Like most of us I spent a huge part of my life with concerns over my physical appearance. As a teenager I was painfully skinny, had bad teeth, wore glasses and had a face full of acne. To say I had one or two self-image issues would be an understatement. I bought the Charles Atlas course hoping I could transform myself into a muscle-bound hero, and various creams for my spots, but I never got over feeling ugly.
In my twenties I drank way too much alcohol and as I hit my thirties I “progressed” to discovering the joys of cannabis, cocaine and ecstasy(!) My health-regime wasn’t doing too well, and my lifestyle reflected the lack of respect and care I had towards myself.
Finding Yoga
Things changed as I discovered yoga and I adopted and explored a healthier and more holistic approach to my life. But I still had hang-ups about the way I looked.
Around 30 years of age I had began to notice that my hairline was going north and that my hair was getting thinner. I was horrified! I didn’t want to be a baldy guy!
My hair became a kind of mini-obsession and I would check it for signs of impending doom, becoming very creative with a forward combing action. I didn’t want anyone to see or comment on my thinning hair and was very sensitive about the subject of hair loss coming up in conversation with my male friends. This low-level anxiety went on for years, until…
Big Nose
One day I heard a guy with a big nose talk about how he used to hate people calling him “Big Nose”. He would get into fights and arguments, and people knew it was a way to push his buttons. This had been his experience ever since he had been a kid.
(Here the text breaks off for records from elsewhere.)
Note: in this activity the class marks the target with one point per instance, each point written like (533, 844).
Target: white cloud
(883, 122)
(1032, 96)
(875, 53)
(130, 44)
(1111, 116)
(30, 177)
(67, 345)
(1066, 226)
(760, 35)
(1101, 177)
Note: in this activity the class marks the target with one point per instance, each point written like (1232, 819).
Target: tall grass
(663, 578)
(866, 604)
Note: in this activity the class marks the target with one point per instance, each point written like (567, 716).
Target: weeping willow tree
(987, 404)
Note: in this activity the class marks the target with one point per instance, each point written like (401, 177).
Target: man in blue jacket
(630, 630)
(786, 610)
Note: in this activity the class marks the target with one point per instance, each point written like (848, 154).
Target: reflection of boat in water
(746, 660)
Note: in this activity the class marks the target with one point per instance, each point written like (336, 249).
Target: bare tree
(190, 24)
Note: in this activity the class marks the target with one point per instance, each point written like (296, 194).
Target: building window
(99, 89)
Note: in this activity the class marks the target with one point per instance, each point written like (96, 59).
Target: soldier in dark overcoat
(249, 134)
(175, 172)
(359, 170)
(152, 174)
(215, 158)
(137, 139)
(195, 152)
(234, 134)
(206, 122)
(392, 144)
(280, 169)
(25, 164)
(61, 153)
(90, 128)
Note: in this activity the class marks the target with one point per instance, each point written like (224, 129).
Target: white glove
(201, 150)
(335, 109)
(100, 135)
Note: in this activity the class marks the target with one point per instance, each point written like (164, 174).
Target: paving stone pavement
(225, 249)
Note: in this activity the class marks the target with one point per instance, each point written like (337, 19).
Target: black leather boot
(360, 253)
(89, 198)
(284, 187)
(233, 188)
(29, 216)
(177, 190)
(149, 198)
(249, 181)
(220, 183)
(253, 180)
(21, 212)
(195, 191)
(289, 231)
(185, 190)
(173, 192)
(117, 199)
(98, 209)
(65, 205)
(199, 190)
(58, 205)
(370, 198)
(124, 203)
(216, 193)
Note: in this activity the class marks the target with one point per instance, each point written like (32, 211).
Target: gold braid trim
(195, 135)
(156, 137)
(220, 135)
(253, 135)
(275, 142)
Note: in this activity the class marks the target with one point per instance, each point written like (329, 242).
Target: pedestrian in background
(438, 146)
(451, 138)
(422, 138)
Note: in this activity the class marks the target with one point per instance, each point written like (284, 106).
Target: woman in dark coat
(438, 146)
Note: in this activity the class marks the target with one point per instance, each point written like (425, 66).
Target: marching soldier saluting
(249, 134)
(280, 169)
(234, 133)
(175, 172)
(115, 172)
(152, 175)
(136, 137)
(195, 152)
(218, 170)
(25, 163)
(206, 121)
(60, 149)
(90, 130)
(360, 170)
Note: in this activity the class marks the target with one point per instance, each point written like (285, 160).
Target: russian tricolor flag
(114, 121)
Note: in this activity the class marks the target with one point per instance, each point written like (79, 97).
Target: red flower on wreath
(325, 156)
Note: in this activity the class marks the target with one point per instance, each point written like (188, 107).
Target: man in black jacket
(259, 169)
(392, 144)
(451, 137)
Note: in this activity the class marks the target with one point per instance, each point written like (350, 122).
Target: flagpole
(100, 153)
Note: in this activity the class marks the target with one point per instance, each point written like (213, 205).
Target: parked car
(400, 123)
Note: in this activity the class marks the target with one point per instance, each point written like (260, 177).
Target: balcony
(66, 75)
And then one day he looked in the mirror and realised, “Wow, I really have got a very big nose.” From that point on he was ok with it and would even joke about it. What had changed? His attitude. From resisting reality to accepting reality his struggle ended.
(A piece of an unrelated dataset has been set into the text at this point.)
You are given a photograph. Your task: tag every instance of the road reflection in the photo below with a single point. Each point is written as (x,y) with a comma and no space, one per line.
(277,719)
When I heard this story I realised that all of the tension I felt over my hair was down to me. It had nothing to do with my hair, but everything to do with my perspective on it. I went out and got a very short haircut, came home and gazed in the mirror at my now very visible forehead. “OK,” I thought, “this is it, I don’t have any hair at the front of my head.”
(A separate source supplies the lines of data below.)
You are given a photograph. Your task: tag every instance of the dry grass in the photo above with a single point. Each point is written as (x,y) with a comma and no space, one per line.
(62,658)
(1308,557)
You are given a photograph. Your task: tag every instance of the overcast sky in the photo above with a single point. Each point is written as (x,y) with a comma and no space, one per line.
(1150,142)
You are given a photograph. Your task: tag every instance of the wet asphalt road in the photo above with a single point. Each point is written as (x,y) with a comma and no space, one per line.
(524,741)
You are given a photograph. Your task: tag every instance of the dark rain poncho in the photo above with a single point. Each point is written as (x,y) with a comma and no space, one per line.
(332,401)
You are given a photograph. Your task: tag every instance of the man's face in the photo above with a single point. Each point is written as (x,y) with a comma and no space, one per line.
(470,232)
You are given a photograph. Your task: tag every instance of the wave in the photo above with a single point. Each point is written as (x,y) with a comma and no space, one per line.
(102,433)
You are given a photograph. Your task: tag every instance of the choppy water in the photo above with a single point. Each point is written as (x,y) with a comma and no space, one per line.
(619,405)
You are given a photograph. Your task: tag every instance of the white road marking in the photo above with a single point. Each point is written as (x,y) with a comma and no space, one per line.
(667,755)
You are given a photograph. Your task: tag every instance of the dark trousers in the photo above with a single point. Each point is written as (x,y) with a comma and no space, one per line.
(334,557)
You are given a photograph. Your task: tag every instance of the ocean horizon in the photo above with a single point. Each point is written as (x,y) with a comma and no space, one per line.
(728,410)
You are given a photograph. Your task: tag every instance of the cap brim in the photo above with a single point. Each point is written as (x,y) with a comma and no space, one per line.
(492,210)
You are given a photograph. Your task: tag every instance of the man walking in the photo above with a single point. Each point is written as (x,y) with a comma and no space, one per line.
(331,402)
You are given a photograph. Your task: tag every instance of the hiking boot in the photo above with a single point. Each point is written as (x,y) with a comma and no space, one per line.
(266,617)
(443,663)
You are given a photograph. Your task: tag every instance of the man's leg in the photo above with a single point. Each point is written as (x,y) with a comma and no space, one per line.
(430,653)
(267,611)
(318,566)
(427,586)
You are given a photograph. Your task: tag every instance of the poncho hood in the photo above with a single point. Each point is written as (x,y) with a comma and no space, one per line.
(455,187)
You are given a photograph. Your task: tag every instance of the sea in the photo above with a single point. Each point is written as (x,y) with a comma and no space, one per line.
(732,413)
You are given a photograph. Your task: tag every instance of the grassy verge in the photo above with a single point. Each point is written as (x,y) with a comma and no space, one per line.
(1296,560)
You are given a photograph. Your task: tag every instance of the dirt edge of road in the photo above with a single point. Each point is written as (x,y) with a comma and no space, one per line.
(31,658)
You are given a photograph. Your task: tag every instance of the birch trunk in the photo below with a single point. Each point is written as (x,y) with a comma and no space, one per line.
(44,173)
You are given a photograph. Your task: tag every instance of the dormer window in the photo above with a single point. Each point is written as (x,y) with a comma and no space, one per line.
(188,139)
I found myself laughing at how absurd I had been for holding onto a vision of what it would take for me to be happy and feel good about myself, and at how much mental energy I had spent judging something that I really had no control over.
Conditional Happiness
We tend to do this in many areas of our lives. If only this or that situation (body stuff, bank balance, relationship, job etc) would change then I would be happy.
Yet the truth is that the sources of this unhappiness are the voices of judgement in our heads. If we can detach from the thoughts then we find peace and contentment (samtosha in Sanskrit). Interestingly we are then able to find solutions we wouldn’t have been open to previously.
Unconditional Happiness
This is where yoga and meditation have so much to offer. By the physical practice of yoga asanas the tensions held within the muscles and cells are released, and by the mental practice of meditation the peace within is revealed and stabilised. The result is a life that flows gracefully and with a purpose in harmony with the natural flow of life.
So for me it came down to a simple choice. What did I want most? I wanted happiness and contentment regardless of what was happening in my life, more than a temporary happiness based on things that come and go (like my hairline). My meditative and yoga practice was crucial for me in experiencing that inner peace all of the time.
There is an ancient saying that when the student is ready the teacher appears. So, ”Thanks for being there, big nose!”